On advisory / extension services
- There is a clear need for advisory services for farmers, given adverse extension officer/farmer ratios in most countries. Some of these field agents are tasked to visit and support more than 1000 farmers by themselves.
- Designing advisory services should be more considered as an acquisition / retention / Added Value Service strategy than a profitable service in itself.
On Agriculture Field Agents
- A strong network of field agents or extension officers is vital for an efficient value chain digitization, but MNOs and agritech startups, mostly in Africa, are struggling to find the best way to make these networks scalable and sustainable.
On loans
- If short terms / micro digital loans are quite easy to push to farmers, the impact lies in providing long term / asset loans, but these are not easy as you need a lot of crop collection and mobile money data to build a solid scoring and remove traditional collaterals asked by banks.
On the ideal Human Centered Design (HCD) Approach for agriculture
- The focus should not only be put only on digital solutions (or UX-UI design) but rather on service design and a holistic approach that includes operations, marketing and tech.
- The mix of quantitative (BI + surveys) and qualitative (UX) user research lead to very interesting outcomes in terms of new innovations and improvements of existing services.
- Iteration is the key.

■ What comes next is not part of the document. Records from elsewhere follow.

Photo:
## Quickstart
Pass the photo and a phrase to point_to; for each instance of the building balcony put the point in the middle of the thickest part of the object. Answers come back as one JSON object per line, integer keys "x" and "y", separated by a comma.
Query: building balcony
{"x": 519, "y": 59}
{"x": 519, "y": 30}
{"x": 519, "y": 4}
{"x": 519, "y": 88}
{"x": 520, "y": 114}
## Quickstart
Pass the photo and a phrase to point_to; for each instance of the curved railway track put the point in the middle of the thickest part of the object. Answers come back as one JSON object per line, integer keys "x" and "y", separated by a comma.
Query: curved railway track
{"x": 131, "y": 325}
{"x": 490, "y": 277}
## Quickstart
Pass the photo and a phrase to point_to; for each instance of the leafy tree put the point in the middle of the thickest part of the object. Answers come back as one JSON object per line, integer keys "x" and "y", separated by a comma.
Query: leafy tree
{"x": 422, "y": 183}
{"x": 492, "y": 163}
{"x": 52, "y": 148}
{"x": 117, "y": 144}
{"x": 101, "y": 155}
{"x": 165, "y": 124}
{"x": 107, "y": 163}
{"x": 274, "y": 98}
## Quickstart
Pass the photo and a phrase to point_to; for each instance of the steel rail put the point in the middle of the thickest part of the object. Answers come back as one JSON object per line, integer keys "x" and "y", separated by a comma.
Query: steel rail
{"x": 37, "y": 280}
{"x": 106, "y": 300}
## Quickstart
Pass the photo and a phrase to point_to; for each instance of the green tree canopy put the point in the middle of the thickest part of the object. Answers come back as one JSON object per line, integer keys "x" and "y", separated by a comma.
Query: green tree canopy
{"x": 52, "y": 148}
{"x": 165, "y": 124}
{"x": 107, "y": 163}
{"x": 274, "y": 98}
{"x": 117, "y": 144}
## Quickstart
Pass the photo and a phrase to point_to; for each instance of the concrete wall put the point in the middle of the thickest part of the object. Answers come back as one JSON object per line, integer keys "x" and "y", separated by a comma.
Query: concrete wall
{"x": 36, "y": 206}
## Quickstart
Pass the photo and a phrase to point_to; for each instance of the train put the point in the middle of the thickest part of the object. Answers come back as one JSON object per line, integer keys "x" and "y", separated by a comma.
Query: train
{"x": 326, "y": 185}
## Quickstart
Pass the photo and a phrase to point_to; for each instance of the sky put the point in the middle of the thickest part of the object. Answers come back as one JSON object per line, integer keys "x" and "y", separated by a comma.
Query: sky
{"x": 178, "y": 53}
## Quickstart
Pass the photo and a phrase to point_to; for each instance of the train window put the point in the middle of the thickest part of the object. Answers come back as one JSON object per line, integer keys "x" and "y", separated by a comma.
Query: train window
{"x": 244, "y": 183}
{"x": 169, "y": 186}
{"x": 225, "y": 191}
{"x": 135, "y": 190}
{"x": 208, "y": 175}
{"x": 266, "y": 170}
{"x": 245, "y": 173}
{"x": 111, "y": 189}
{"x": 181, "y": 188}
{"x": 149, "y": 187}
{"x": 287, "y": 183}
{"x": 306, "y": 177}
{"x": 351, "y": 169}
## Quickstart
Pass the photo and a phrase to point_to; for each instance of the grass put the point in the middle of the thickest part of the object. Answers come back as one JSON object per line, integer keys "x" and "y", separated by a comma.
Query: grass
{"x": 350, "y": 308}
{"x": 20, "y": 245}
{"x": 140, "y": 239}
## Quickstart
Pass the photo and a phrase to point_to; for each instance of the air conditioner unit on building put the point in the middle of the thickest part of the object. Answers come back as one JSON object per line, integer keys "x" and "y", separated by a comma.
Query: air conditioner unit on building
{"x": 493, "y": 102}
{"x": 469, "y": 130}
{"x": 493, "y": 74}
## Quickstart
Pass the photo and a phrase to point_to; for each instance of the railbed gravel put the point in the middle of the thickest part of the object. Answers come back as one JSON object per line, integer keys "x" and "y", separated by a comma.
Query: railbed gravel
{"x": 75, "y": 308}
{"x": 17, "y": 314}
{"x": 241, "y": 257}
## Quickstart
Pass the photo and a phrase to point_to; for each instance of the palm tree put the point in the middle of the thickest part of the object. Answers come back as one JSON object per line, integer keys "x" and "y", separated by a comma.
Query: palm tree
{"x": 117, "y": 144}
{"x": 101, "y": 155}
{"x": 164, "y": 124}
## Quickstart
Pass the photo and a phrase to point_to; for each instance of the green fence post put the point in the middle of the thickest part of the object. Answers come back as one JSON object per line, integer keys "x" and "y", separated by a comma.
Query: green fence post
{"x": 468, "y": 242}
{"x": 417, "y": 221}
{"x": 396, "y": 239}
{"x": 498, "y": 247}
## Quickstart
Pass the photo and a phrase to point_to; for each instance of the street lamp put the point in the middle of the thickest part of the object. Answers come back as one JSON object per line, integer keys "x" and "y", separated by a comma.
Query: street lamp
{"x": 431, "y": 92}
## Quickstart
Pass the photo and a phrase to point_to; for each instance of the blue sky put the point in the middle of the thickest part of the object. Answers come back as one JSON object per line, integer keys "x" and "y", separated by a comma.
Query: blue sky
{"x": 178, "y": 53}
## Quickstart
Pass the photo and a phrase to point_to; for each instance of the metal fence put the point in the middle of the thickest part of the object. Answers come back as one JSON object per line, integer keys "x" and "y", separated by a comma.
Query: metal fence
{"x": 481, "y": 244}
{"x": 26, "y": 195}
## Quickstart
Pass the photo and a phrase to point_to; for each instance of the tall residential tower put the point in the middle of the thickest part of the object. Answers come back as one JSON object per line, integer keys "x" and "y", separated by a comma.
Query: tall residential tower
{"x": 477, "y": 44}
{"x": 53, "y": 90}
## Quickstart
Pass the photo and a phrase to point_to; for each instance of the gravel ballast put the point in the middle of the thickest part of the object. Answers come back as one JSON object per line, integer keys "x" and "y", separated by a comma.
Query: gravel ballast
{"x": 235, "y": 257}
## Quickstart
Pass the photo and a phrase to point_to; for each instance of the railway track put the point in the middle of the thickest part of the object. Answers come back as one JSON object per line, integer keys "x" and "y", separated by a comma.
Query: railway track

For each company, our team ran 3 rounds of UX research and product iteration over the 2 years - it's much more than what they were used to but we felt it was not even enough.
- Don't do focus groups for your UX research, they don't bring relevant insights due to social bonds / hierarchy between farmers - rather invest in user testing and individual interviews, notably from agents working closely with farmers.
- It's great to build the research capacity of the client and bring them in the field with you, but be careful of biases and always challenge early takeaways.
Thanks to the amazing GSMA team and all the grantees for their transparency and open minds when sharing learnings and feedback. That’s only the beginning.